Community banks have been concerned that, although they might be exempt from direct supervision and enforcement by the CFPB, they would be recipients of a "trickle down" effect that would result when their primary federal bank regulator would attempt to demonstrate that it could stay abreast, or even ahead, of the CFPB when it comes to cracking down on unfair, deceptive, and "abusive" practices. Fraud, small banks understand, but they tend to fear zealots who may not be able to define an "abusive" practice with precision, but sure as shooting know it when they see it.
An article in the most recent issue of Bank Safety & Soundness Advisor (paid subscription required) indicates that community bankers' fears are not without some foundation.
In a recent Webcast, officials from the Fed along with the Federal Reserve Bank of San Francisco showcased a broadbased enforcement approach to UDAP rules and regulations, and some high expectations for how banks should be identifying and resolving complaints involving abusive or deceptive practices.
While some of the examples cited, including inflating borrower income on loan applications and charging "bogus points and origination fees" are clearly fraudulent, the net appears to be cast widely by the Fed.
Officials indicated they view as a kind of red flag banks pushing new or modified products and services to generate new revenue, especially if done in conjunction with third-party vendors where fees are shared.
“While searching for revenue is part of what a bank needs to do, there is also a need to make sure
there is compliance with UDAP and consideration of UDAP risk,” said Maureen Yap, the Federal
Reserve’s special counsel for fair lending.
And the officials underscored the idea that an act or practice does not have to violate another law to be unfair or deceptive. A potentially tell-tale sign of that: cases where revenue growth depends on consumers making what regulators and examiners feel are poor financial choices.

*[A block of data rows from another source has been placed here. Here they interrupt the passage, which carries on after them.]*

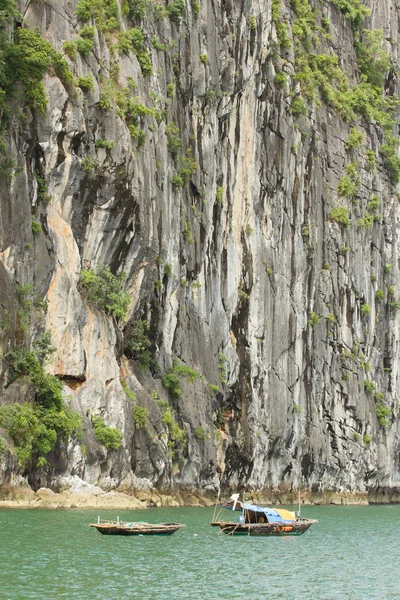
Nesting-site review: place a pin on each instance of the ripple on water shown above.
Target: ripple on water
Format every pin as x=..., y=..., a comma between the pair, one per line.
x=352, y=554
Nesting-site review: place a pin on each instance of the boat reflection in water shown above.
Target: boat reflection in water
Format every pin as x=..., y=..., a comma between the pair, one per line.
x=257, y=520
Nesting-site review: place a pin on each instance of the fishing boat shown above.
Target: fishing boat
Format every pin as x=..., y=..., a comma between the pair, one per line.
x=119, y=527
x=261, y=521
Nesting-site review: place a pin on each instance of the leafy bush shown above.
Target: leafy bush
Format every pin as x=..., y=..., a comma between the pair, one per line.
x=373, y=59
x=110, y=437
x=35, y=429
x=366, y=222
x=173, y=140
x=199, y=434
x=86, y=83
x=140, y=417
x=314, y=319
x=102, y=143
x=353, y=10
x=137, y=343
x=370, y=158
x=175, y=10
x=382, y=413
x=340, y=215
x=25, y=60
x=355, y=139
x=103, y=290
x=104, y=12
x=84, y=46
x=133, y=39
x=280, y=79
x=171, y=379
x=365, y=310
x=137, y=8
x=349, y=184
x=369, y=386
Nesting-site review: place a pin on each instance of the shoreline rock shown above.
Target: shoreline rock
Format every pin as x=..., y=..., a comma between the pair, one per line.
x=80, y=494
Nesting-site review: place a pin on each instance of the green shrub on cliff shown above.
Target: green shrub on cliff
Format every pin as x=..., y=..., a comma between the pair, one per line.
x=171, y=379
x=353, y=10
x=103, y=290
x=25, y=60
x=140, y=416
x=36, y=428
x=110, y=437
x=105, y=13
x=137, y=343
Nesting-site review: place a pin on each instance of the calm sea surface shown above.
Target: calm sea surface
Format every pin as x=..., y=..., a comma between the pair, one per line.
x=353, y=553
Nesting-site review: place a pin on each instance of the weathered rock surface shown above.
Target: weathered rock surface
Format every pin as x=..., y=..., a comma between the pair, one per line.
x=252, y=254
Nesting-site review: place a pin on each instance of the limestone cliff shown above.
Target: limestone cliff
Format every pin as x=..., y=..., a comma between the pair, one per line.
x=236, y=161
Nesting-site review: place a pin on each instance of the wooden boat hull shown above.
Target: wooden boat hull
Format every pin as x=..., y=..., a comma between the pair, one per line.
x=136, y=529
x=264, y=529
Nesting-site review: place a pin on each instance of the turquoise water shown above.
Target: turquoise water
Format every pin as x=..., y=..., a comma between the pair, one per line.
x=353, y=553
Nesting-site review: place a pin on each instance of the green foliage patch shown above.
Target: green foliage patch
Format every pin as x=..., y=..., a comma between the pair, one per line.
x=36, y=428
x=172, y=378
x=133, y=40
x=25, y=60
x=103, y=290
x=109, y=437
x=137, y=343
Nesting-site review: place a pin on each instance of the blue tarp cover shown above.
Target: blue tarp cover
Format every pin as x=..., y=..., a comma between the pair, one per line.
x=272, y=514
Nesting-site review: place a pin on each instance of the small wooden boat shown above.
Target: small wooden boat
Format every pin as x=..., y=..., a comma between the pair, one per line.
x=119, y=527
x=261, y=521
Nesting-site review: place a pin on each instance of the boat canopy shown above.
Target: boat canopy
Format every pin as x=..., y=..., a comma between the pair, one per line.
x=276, y=515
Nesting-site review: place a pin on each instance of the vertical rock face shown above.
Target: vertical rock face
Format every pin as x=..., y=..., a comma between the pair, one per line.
x=241, y=269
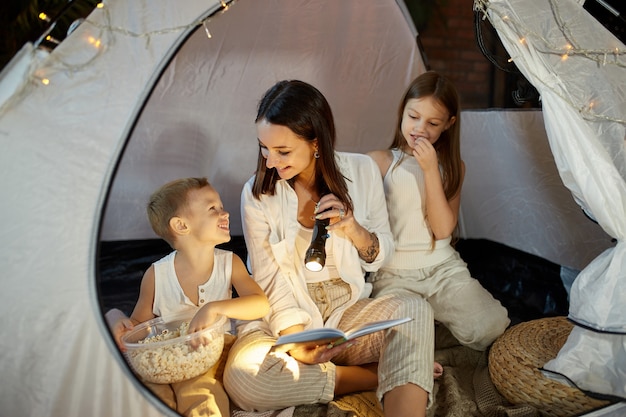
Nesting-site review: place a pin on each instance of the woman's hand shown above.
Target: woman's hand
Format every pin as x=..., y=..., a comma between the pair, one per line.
x=318, y=354
x=366, y=243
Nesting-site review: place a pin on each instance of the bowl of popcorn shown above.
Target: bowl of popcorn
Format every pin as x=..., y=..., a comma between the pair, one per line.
x=161, y=351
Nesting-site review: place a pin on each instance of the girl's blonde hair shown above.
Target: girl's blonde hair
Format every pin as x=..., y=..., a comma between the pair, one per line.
x=448, y=147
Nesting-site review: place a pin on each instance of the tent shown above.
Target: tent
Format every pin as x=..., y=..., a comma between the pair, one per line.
x=65, y=120
x=146, y=91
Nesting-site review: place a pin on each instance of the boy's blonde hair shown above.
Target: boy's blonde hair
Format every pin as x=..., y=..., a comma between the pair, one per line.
x=169, y=201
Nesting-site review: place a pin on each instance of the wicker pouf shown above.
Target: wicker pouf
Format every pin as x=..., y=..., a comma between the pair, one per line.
x=514, y=362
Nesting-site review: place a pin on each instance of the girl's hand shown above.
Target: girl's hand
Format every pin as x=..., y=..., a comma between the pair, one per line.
x=425, y=155
x=319, y=354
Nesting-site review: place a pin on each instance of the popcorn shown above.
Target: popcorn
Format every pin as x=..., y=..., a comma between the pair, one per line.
x=166, y=363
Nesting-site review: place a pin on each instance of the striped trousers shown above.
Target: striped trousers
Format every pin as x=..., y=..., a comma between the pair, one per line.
x=259, y=380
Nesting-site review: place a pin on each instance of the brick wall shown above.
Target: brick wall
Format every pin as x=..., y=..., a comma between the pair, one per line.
x=450, y=47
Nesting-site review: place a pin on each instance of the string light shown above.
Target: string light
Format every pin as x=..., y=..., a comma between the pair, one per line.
x=55, y=63
x=590, y=111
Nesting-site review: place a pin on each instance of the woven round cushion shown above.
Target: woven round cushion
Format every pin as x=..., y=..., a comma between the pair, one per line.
x=514, y=362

There you go: what an examiner "feels is a poor financial choice" by a consumer is the acid test. That gives a whole boatload of precision and certainty to the determination of what is and is not "abusive." Every bank will have to have a Potter Stewart on staff to make the call, I guess.

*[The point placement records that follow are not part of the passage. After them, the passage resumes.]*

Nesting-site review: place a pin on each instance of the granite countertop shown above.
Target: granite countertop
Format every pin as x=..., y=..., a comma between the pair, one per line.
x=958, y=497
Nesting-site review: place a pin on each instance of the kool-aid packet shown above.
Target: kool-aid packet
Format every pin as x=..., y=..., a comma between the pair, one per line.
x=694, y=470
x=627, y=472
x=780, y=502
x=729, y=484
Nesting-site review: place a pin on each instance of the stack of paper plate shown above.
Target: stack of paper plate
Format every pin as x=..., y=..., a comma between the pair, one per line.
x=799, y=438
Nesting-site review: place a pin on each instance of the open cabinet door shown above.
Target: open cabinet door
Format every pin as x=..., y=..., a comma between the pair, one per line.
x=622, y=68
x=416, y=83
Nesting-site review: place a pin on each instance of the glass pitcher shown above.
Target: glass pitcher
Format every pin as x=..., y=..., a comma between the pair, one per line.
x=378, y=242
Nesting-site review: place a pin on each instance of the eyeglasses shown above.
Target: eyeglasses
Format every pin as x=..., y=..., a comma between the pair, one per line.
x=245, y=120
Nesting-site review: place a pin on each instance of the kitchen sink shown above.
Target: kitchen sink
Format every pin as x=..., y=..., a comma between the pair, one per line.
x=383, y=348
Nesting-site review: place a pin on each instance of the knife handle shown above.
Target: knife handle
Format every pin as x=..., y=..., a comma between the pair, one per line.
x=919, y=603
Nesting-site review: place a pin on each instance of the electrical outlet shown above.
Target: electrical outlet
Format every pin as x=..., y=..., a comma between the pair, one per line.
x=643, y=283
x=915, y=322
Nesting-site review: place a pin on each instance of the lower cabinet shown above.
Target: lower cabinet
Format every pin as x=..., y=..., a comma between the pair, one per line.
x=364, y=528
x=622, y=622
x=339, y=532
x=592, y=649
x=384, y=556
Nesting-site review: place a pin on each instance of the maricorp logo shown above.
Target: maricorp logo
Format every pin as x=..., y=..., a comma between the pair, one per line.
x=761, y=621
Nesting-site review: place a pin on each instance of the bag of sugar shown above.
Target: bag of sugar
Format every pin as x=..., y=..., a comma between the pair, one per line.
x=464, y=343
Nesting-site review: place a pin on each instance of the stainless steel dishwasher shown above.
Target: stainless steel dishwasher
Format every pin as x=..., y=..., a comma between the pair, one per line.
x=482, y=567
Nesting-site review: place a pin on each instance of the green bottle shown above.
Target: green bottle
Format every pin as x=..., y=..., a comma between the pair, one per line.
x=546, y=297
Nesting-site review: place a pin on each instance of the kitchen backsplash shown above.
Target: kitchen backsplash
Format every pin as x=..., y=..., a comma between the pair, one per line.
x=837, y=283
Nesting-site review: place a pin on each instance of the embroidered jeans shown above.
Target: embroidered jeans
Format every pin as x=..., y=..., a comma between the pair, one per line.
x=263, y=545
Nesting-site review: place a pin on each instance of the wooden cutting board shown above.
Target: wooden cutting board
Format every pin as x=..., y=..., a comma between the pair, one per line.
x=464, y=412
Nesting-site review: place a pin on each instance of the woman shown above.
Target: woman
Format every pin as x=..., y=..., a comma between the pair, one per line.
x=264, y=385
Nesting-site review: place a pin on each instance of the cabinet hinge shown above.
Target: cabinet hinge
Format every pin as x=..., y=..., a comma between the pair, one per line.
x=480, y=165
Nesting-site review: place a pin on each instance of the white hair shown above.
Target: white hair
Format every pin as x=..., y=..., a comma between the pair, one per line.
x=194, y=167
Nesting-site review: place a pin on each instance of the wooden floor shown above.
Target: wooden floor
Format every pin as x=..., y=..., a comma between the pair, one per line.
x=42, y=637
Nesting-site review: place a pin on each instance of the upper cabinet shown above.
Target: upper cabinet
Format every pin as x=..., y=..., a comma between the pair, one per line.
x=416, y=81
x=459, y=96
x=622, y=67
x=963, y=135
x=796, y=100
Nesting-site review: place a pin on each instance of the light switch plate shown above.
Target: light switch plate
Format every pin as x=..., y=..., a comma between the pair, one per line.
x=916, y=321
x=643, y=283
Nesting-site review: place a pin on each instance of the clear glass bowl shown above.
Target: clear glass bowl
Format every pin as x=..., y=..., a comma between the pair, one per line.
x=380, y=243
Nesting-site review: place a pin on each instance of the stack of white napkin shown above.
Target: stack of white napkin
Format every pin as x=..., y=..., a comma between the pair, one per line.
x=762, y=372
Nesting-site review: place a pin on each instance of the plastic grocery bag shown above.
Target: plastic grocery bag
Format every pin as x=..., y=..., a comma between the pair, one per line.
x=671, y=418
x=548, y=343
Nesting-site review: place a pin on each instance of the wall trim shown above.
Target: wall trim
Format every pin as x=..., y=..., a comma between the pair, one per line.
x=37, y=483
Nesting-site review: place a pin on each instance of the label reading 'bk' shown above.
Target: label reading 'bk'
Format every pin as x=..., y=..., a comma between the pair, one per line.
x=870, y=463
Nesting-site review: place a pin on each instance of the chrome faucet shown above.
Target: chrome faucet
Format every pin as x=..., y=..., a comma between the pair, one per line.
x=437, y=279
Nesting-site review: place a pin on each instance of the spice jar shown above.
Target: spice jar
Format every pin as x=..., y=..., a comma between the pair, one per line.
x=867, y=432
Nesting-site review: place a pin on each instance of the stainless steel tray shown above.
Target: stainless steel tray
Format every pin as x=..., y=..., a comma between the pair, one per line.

The potential burden is not going to be light.
For individual institutions, the potential coverage is huge, including not only all products and services, but every phase of the life cycle, including development, marketing, and loss mitigation activities.

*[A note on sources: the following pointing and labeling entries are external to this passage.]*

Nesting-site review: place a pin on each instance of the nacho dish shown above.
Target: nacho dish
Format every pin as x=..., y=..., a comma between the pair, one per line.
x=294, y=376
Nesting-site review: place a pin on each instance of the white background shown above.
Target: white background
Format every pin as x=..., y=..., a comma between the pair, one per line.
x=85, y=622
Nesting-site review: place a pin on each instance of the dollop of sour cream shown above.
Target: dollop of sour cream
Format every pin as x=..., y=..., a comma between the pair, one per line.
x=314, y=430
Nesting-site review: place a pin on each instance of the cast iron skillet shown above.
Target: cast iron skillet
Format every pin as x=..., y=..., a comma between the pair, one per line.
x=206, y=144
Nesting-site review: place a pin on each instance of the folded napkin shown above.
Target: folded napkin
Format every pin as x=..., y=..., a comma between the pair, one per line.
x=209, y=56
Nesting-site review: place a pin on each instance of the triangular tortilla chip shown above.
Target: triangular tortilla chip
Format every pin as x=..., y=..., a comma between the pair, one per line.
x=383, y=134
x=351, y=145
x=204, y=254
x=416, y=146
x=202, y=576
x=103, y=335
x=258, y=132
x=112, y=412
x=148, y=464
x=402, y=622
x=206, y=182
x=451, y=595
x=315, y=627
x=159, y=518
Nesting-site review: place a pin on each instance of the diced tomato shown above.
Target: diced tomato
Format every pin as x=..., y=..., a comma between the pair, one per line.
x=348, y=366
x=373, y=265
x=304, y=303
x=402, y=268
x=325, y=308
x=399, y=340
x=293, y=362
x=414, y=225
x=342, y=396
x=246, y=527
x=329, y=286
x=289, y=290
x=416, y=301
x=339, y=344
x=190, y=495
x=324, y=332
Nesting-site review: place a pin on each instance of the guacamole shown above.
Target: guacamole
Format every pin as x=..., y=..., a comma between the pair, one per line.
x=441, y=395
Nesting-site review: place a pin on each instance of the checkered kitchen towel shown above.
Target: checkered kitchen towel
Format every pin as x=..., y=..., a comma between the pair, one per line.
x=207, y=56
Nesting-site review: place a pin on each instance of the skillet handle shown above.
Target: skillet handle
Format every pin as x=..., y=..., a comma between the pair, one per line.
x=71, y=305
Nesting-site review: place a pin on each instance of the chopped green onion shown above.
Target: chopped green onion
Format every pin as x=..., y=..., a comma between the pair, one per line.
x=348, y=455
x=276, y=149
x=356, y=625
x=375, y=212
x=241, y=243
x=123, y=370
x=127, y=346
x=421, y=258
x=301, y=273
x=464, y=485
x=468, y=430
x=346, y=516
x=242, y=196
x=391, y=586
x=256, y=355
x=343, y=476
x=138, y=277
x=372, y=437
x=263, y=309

One bank's "bogus points" scam, perpetrated by rogue loan originators, led to a determination that it had a "disparate impact" on minorities, and earned that bank a referral to the Justice Department. So, there's that potential liability to look forward to, as well.
What's a small community bank to do? Fed officials tried to be helpful.
Officials declined to address specific fact situations bankers posed during the March 5 webcast. They suggested that banks use the same sort of analysis that regulators do in assessing potential misconduct.
Yap said the Fed tells examiners to focus on the “INN” in determining whether conduct is unfair under the law. There must be “injury” to the consumer or group of consumers, the injury is “not reasonably avoidable,” and there are “no countervailing benefits.”
She said Fed examiners focus on the “MRM” to judge whether behavior is deceptive. Does the representation or omission “mislead” the consumer? Is the consumer response “reasonable”
given the representation or omission? Is the misrepresentation or omission “material”?
“The act or practice does not have to violate another law to be unfair or deceptive,” she said.
“If the prongs of the analysis are satisfi ed a UDAAP violation can be cited.” She said CA Letter 07-08 — a joint Federal Reserve/FDIC statement on consumer compliance exam procedures for UDAP — was “very instructive” in the types of questions bank should expect.
There's your heading on a course through the fog-bound waters of "abuse": think like an examiner.
And after you take that journey down a rabbit "warren" (pun intended), you can resurface and start walking like an Egyptian.
You've got your marching orders, folks. You can get with the program or you can get out of the business. Welcome to this brave new world.